With more Chinese tourists moving beyond group packages and developing their own itineraries, self-driving trips have become one of the hottest areas of growth. Among younger travelers and middle-class families in particular, renting cars to explore overseas locales at their own pace is fueling an increase in Chinese arrivals from LA to New York — and everywhere in between. This trend has been accelerated by recent developments such as easier and longer-term US visas, more self-driving offers by online tourism agencies in China, and the simple fact that more middle-class Chinese have their own cars back home and find it easy to hit the road in the US or Europe.

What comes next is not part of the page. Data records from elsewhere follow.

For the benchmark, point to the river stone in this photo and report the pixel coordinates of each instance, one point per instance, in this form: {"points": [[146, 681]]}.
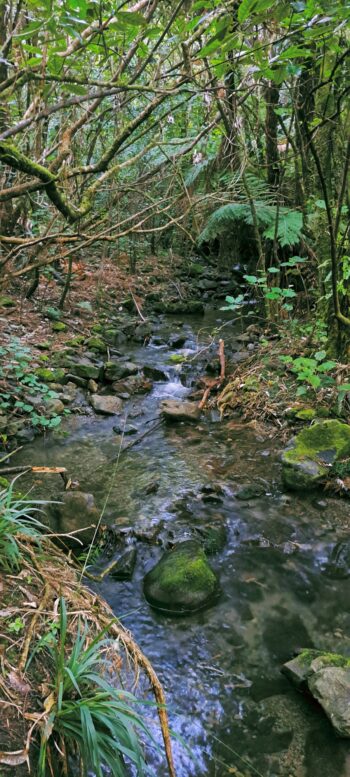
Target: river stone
{"points": [[75, 510], [175, 410], [85, 369], [327, 677], [338, 566], [307, 460], [53, 407], [106, 405], [331, 687], [154, 373], [119, 370], [182, 581]]}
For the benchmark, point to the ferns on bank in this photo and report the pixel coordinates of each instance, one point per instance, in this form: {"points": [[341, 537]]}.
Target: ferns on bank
{"points": [[289, 226]]}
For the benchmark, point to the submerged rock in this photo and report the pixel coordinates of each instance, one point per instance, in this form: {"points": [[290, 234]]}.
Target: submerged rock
{"points": [[75, 510], [307, 460], [106, 405], [118, 370], [182, 581], [338, 566], [155, 373], [175, 410], [327, 677]]}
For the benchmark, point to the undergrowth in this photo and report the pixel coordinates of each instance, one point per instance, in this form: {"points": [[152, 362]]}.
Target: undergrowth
{"points": [[64, 655]]}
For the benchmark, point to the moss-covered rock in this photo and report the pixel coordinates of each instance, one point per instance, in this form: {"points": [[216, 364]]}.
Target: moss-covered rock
{"points": [[75, 342], [86, 370], [7, 302], [309, 457], [191, 307], [182, 581], [96, 344], [50, 375], [327, 677]]}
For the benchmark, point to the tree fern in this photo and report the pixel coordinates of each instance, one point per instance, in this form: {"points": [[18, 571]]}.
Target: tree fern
{"points": [[289, 226]]}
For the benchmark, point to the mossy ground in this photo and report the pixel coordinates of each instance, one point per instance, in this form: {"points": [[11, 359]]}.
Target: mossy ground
{"points": [[331, 436]]}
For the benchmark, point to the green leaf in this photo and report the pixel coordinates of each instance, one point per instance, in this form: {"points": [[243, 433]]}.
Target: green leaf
{"points": [[325, 366], [250, 278], [248, 7], [320, 355], [288, 293]]}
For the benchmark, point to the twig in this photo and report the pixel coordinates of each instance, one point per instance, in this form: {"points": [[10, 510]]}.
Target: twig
{"points": [[215, 383]]}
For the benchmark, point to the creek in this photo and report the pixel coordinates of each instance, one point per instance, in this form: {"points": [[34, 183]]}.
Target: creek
{"points": [[220, 667]]}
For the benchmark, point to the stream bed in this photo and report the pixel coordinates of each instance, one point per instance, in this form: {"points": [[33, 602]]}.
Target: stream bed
{"points": [[220, 667]]}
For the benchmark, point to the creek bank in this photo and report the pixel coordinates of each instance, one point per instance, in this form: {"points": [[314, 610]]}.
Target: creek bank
{"points": [[309, 458], [327, 677]]}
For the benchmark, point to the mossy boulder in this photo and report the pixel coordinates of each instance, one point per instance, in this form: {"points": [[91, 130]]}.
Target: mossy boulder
{"points": [[327, 677], [49, 375], [7, 302], [86, 370], [119, 370], [75, 342], [96, 344], [191, 307], [182, 581], [308, 459]]}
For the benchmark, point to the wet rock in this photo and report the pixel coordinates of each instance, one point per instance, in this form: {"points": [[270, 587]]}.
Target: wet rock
{"points": [[331, 687], [74, 510], [175, 410], [190, 307], [250, 491], [93, 386], [106, 405], [96, 344], [143, 331], [135, 384], [120, 565], [85, 369], [327, 677], [177, 341], [115, 371], [155, 373], [308, 459], [214, 537], [81, 382], [240, 356], [7, 302], [48, 375], [126, 430], [152, 487], [182, 581], [53, 407], [338, 566]]}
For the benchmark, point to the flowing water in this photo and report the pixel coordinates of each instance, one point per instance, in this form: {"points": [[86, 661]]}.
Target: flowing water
{"points": [[220, 667]]}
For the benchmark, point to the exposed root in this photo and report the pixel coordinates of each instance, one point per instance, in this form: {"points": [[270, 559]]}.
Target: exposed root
{"points": [[48, 575]]}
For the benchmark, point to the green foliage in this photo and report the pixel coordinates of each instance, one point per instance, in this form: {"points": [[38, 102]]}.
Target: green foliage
{"points": [[86, 715], [17, 518], [222, 221], [311, 371], [273, 293], [15, 369]]}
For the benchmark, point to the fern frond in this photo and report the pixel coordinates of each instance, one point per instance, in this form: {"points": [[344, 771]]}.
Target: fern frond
{"points": [[290, 222]]}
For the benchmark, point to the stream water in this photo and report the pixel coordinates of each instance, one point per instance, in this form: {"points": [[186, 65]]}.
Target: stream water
{"points": [[220, 667]]}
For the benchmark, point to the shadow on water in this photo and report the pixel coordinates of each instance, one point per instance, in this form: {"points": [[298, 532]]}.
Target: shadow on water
{"points": [[221, 667]]}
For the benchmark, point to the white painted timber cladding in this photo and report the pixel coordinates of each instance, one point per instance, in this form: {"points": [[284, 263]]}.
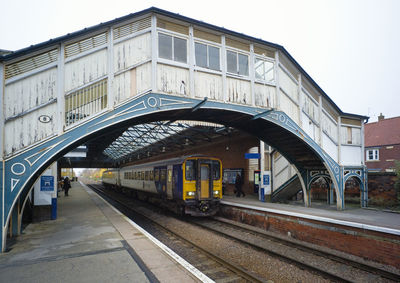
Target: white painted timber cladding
{"points": [[129, 84], [27, 130], [172, 80], [330, 147], [264, 95], [239, 91], [355, 135], [289, 107], [85, 69], [208, 85], [309, 127], [30, 92], [289, 86], [310, 107], [132, 52], [329, 127], [351, 155]]}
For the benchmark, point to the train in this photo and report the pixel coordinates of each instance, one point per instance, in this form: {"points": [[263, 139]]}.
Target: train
{"points": [[190, 185]]}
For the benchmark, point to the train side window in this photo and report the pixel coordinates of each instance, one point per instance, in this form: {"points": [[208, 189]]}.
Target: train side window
{"points": [[163, 175], [190, 172], [216, 170], [169, 175]]}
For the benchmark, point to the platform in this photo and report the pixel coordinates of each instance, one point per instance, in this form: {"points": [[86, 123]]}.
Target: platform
{"points": [[90, 242], [386, 222]]}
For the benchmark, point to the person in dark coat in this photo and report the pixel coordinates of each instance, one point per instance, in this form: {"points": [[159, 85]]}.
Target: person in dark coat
{"points": [[66, 186], [238, 185]]}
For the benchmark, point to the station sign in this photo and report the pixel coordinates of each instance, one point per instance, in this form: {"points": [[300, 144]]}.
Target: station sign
{"points": [[47, 183], [252, 156]]}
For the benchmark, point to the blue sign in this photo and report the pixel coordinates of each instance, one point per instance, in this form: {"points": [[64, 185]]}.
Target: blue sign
{"points": [[252, 156], [47, 183], [266, 180]]}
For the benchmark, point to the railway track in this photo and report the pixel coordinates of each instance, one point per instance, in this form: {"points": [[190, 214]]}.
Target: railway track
{"points": [[207, 262], [347, 269], [326, 265]]}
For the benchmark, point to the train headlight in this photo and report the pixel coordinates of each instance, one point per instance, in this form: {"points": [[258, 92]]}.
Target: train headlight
{"points": [[190, 194]]}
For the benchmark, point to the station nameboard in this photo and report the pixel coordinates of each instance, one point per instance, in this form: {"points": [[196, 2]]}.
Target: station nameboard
{"points": [[252, 156], [47, 183]]}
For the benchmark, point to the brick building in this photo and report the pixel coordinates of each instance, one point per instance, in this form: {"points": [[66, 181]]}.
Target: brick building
{"points": [[382, 144]]}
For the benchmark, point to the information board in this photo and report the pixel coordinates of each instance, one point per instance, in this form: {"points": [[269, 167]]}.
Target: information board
{"points": [[47, 183]]}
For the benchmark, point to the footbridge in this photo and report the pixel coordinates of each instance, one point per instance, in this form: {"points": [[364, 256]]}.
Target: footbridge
{"points": [[158, 66]]}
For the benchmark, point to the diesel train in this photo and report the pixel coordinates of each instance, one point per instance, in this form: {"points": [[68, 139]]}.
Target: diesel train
{"points": [[190, 184]]}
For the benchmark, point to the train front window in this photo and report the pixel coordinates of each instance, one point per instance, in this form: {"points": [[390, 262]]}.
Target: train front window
{"points": [[216, 170], [190, 172], [163, 176]]}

According to a recent survey by Mafengwo and the Chinese online car rental site zuzuche.com, the US is by far the most popular destination for self-driving trips among Chinese outbound tourists. More than 46 percent of respondents said they prefer the US for road trips, beating Germany (7.9 percent), Australia (7.6 percent), France (6 percent), and Thailand (5 percent).
The survey found that the majority of self-driving tourists are 25 to 44 years old, with more than 60 percent hailing from first-tier cities (Beijing, Shanghai, Guangzhou, Shenzhen). However, the report noted rapid growth among travelers from Zhejiang, Jiangsu, and Sichuan provinces. By China standards, these tourists are a relatively affluent bunch, with around 30 percent reporting annual incomes of 260,000-500,000 yuan ($41,550-79,970).

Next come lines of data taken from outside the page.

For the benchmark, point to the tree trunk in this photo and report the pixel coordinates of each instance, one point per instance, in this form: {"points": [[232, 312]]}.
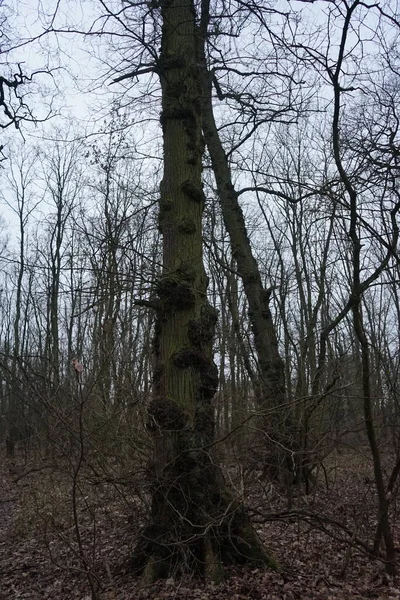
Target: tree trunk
{"points": [[194, 525], [269, 386]]}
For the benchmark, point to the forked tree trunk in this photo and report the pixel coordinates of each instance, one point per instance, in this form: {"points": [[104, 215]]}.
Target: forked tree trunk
{"points": [[277, 434], [195, 525]]}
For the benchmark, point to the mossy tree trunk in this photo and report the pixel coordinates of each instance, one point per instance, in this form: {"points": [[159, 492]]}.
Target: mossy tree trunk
{"points": [[194, 524], [278, 435]]}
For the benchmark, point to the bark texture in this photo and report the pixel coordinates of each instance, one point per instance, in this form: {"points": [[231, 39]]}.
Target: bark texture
{"points": [[194, 526]]}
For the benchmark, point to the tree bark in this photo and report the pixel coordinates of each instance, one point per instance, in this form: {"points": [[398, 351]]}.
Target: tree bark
{"points": [[195, 526]]}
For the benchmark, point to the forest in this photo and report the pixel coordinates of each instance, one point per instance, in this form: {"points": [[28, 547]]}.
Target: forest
{"points": [[199, 299]]}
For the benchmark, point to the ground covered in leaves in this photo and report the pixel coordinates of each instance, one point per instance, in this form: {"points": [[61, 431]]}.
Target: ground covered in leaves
{"points": [[318, 541]]}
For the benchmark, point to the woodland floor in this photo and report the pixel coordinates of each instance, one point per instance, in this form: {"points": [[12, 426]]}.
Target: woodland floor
{"points": [[39, 558]]}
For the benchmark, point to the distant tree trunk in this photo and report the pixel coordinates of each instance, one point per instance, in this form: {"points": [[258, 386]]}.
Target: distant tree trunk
{"points": [[270, 384], [194, 524]]}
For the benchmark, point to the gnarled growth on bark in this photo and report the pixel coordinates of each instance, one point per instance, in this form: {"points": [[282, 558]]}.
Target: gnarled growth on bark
{"points": [[195, 525]]}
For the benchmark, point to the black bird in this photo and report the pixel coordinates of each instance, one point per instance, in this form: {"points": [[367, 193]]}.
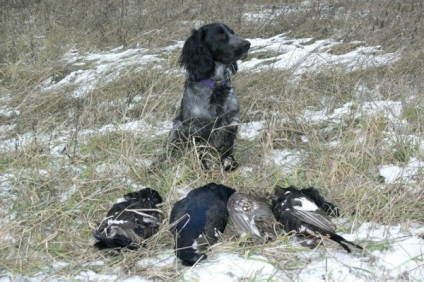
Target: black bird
{"points": [[198, 220], [314, 195], [129, 223], [252, 215], [297, 212]]}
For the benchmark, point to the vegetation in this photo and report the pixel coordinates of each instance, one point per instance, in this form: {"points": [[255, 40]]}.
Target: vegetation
{"points": [[52, 199]]}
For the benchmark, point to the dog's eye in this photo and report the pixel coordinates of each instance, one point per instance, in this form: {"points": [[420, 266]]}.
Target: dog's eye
{"points": [[220, 36]]}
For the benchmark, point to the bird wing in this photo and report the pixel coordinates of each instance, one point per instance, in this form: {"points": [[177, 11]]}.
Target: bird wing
{"points": [[316, 218], [243, 222], [307, 211]]}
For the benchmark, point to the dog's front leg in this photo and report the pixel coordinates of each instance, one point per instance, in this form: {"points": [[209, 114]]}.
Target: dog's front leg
{"points": [[227, 147]]}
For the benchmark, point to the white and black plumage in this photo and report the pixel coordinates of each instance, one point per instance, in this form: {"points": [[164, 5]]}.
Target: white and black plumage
{"points": [[314, 195], [297, 212], [129, 223], [198, 219], [252, 215]]}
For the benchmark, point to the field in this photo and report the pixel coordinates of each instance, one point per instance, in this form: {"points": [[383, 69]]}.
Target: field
{"points": [[330, 97]]}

So what does this mean for the US? For one thing, it indicates an area of great opportunity for tour destinations, hotels, and resorts “off the beaten path” to reach out to these self-driving independent tourists. This outreach can be via online travel-booking sites, Chinese social media platforms and influencers, or US-based international Chinese students (who, as CLA has previously noted, often make extra cash by “chauffeuring” wealthy Chinese tourists around the country).
This trend also heralds new opportunities for RV brands, retailers, and rental companies to court the Chinese consumer. While the “RV lifestyle” remains highly niche within China, interest is growing, and many Chinese middle-class families are becoming interested in opting for a “hotel on wheels” where they can control the dining options and experience the US on their own terms. Ski resorts and hot springs also have an opportunity to increase outreach to self-driving tourists and encourage them to stop by on their cross-country adventures.